Hasta hace unos años mi vecino del segundo B era un tipo normal; pero últimamente se ha declarado ecologista y, cada vez que me ve, me somete a un tercer grado, narrándome con fe de nuevo converso las virtudes de su ideología, haciendo hincapié en aquellos elementos que, según él, nos conducen al fin del mundo. Además de arremeter contra los fumadores, los que utilizan automóviles, o viajan en avión, los que no reciclan, tiene especial aversión a las vacas, afirma que sus pedos son una de las mayores causas de lo que él denomina “efecto invernadero”.

No me fío de él. La Historia nos enseña que todos los movimientos que se nutren de nuevos conversos a los que se les ha comido el tarro, ven enemigos por todas partes y, siempre, terminan utilizando la violencia contra éstos en aras de que prevalezcan “sus” verdades absolutas.

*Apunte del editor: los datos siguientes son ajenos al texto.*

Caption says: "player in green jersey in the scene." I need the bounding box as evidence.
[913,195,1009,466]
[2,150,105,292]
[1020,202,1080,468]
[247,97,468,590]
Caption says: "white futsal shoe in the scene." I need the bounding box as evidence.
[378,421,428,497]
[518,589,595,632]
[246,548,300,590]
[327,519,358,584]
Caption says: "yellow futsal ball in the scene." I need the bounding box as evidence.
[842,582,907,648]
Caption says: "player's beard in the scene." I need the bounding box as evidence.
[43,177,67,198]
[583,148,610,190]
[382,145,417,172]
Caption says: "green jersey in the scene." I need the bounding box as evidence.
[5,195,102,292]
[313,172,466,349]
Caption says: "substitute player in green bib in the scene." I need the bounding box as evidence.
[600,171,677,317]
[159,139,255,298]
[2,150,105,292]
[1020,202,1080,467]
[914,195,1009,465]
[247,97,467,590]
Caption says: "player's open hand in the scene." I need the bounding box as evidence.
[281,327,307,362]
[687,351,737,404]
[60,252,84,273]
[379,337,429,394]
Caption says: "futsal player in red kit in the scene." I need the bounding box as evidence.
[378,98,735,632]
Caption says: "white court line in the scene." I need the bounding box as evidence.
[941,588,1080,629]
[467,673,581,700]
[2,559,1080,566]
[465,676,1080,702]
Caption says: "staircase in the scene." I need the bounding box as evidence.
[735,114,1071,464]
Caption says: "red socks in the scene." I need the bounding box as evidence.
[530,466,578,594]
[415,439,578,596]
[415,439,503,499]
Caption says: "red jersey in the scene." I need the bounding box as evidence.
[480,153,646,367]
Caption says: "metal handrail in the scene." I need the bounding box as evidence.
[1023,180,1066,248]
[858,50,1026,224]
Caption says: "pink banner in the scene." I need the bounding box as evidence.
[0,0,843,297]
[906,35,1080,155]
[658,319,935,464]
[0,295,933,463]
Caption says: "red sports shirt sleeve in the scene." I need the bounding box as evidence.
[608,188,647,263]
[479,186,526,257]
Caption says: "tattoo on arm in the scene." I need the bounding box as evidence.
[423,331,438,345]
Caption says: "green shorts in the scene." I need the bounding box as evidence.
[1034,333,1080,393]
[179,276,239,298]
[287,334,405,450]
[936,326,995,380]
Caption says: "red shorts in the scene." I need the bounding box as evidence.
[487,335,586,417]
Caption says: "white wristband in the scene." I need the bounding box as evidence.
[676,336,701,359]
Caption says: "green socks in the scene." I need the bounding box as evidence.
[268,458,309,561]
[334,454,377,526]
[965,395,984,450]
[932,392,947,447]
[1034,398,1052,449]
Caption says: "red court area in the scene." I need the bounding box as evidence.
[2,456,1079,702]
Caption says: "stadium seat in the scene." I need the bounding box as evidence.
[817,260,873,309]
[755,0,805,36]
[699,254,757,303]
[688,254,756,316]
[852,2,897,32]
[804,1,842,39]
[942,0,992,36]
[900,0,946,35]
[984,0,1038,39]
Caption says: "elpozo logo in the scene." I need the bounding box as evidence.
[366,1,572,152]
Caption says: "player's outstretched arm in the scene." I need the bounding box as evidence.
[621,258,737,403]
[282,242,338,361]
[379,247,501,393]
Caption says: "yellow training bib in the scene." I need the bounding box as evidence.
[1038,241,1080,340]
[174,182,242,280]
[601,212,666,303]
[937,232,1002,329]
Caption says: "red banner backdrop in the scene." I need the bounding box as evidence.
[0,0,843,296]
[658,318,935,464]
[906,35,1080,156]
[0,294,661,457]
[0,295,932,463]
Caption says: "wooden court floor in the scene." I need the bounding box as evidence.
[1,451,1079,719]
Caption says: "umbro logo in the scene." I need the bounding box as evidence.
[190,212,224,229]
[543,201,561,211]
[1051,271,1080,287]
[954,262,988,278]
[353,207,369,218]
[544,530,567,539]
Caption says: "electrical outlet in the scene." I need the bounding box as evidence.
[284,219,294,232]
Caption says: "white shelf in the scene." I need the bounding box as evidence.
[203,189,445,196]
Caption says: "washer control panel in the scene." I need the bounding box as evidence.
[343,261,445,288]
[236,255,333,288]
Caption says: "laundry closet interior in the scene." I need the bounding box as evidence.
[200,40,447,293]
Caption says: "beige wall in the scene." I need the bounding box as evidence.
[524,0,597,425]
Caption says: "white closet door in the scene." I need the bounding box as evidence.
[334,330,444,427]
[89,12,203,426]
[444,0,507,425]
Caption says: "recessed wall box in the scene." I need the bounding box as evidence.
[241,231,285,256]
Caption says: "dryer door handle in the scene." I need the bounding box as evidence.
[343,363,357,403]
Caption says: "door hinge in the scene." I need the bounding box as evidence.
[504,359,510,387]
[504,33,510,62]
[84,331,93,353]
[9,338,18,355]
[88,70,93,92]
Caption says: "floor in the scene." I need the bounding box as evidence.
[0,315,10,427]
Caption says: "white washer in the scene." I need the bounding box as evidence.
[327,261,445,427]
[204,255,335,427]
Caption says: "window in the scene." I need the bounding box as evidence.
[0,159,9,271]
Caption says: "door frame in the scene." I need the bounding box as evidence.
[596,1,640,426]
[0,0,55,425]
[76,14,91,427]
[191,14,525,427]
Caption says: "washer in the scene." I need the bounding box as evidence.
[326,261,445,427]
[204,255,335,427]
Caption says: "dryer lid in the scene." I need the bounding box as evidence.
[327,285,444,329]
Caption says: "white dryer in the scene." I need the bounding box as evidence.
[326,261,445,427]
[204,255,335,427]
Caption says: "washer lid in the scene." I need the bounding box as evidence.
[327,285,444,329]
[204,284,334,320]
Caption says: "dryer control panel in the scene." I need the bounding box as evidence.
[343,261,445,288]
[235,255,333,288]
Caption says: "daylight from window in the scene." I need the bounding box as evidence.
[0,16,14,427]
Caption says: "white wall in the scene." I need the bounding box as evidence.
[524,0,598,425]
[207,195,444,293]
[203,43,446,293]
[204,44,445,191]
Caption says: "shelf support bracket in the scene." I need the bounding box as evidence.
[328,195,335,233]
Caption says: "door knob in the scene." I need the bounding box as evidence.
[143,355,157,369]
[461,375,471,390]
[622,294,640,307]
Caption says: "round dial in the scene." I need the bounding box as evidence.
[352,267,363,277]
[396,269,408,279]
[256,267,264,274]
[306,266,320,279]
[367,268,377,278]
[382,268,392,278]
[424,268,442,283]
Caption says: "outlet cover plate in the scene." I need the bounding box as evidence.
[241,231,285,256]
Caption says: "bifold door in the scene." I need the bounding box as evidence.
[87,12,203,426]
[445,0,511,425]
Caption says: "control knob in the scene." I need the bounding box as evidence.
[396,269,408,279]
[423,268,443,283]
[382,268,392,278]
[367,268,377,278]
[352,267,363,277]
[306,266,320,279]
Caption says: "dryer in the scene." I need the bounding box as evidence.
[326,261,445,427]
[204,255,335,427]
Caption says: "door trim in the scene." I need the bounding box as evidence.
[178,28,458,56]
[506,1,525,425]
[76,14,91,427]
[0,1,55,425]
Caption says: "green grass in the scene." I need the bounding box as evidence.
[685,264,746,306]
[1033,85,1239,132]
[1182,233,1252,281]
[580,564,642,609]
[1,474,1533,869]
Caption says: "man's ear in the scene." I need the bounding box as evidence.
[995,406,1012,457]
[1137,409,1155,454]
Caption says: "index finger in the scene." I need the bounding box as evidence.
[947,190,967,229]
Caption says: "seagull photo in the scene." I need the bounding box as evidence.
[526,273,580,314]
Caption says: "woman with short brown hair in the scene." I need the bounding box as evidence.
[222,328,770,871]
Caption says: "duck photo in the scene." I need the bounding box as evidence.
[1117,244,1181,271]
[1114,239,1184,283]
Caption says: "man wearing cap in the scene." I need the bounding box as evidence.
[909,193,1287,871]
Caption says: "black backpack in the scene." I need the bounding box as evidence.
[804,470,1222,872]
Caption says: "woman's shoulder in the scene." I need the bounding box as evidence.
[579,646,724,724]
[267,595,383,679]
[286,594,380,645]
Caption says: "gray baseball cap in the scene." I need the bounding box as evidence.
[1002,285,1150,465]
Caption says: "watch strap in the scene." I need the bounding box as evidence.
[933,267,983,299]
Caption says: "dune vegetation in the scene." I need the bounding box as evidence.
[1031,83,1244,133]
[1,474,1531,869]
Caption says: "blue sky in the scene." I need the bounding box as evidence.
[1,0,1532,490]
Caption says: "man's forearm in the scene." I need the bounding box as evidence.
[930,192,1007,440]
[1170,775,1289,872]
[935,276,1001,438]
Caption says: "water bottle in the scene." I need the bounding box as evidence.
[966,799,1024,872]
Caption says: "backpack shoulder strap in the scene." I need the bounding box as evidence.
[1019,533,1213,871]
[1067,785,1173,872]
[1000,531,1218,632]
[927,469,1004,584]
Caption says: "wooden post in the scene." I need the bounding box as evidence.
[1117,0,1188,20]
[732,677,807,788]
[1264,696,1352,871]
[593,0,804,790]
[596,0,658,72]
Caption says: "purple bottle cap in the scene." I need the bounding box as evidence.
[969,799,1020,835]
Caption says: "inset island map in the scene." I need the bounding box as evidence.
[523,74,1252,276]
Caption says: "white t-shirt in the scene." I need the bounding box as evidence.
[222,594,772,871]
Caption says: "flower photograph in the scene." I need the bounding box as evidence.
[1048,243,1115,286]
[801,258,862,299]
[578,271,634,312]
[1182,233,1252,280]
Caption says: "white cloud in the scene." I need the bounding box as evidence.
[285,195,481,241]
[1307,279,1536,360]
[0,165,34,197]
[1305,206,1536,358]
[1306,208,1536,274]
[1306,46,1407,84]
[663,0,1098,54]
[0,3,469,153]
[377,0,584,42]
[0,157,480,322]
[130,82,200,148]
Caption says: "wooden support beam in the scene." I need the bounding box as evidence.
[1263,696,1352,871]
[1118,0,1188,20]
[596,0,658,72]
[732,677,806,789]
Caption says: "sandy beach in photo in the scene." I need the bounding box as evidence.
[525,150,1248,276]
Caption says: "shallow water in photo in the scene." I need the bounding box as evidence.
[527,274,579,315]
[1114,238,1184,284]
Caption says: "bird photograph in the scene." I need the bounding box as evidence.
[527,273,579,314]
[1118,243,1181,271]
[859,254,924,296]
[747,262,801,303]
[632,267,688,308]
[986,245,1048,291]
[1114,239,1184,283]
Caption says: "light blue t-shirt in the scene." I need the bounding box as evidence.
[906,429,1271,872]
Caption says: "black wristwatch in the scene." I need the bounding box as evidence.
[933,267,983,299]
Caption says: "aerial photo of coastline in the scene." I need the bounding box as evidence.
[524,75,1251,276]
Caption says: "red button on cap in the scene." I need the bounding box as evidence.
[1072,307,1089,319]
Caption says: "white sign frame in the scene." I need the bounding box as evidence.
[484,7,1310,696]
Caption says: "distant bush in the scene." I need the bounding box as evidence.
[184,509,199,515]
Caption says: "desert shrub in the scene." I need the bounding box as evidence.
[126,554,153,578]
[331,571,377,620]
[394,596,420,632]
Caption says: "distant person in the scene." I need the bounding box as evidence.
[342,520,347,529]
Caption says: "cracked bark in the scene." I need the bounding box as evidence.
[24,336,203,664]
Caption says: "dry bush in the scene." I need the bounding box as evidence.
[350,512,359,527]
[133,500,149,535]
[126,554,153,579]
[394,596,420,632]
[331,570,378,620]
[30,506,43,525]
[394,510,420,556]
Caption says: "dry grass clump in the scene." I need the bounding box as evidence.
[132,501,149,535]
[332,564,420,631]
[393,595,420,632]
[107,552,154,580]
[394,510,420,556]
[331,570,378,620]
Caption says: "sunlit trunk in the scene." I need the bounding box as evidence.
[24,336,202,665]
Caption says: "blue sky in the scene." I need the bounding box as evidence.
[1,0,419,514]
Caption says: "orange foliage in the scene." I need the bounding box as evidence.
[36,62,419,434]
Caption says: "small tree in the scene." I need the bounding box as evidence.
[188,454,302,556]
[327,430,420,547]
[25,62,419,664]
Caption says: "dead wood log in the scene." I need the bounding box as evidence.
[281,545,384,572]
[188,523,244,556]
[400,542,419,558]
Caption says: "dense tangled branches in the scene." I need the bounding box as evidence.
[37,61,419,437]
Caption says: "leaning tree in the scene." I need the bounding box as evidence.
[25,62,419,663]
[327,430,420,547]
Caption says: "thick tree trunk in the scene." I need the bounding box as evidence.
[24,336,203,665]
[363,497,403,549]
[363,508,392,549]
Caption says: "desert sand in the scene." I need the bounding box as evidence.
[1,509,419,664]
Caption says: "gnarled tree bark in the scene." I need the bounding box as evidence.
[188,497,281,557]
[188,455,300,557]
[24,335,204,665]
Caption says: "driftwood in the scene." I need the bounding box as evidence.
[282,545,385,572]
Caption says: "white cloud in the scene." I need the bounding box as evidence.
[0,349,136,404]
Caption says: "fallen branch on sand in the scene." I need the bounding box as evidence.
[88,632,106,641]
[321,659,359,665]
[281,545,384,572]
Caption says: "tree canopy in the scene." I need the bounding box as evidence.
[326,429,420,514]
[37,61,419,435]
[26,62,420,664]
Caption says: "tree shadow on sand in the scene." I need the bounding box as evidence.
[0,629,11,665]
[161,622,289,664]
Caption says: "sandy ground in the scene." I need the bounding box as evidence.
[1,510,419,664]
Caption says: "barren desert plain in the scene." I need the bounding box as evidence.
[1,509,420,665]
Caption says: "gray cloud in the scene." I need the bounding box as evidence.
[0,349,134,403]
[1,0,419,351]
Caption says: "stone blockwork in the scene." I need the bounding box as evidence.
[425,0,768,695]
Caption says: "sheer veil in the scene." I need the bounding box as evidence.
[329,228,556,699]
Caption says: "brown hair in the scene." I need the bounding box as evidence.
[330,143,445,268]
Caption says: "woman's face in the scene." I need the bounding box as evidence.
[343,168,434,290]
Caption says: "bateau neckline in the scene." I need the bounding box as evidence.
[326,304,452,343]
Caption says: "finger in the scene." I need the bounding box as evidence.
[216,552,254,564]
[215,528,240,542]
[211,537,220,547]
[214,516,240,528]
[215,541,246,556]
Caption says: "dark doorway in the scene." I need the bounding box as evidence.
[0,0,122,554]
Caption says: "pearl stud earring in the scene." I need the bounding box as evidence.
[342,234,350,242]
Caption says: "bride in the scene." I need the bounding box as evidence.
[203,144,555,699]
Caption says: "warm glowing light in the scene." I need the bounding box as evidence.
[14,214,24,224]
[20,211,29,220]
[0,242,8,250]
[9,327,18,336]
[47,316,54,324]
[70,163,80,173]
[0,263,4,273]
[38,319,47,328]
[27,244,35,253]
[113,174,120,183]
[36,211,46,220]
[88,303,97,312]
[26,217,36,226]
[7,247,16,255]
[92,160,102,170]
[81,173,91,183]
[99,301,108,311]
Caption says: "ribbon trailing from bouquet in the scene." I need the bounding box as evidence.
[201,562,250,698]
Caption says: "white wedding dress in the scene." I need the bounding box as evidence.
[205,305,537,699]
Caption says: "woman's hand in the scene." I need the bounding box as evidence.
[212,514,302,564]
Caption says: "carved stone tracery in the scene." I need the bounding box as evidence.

Quizá por ello, es por lo que me he propuesto adoptar una vaca. Pace en la alta montaña y ayer me animé a ir a conocerla. Tres horas de coche por carreta asfaltada y otras dos por caminos polvorientos en medio de la nada. Una cajetilla de cigarrillos para calmar mi ansiedad y, por fin, di con ella. Cuando me vio a lo lejos me miró como quien ve a un gorrión, vamos que ni puto caso me hizo, nevaba copiosamente mientras yo tratando inútilmente de congeniar con ella, dos horas y tres cuartos para que me dedicara una mísera mirada.

Volví hacia casa abatido, pero lo peor ha llegado esta mañana: fiebre, vómitos y no me atrevo a llamar al médico, por si se asusta y me aíslan por sospechoso de portar el puto coronavirus.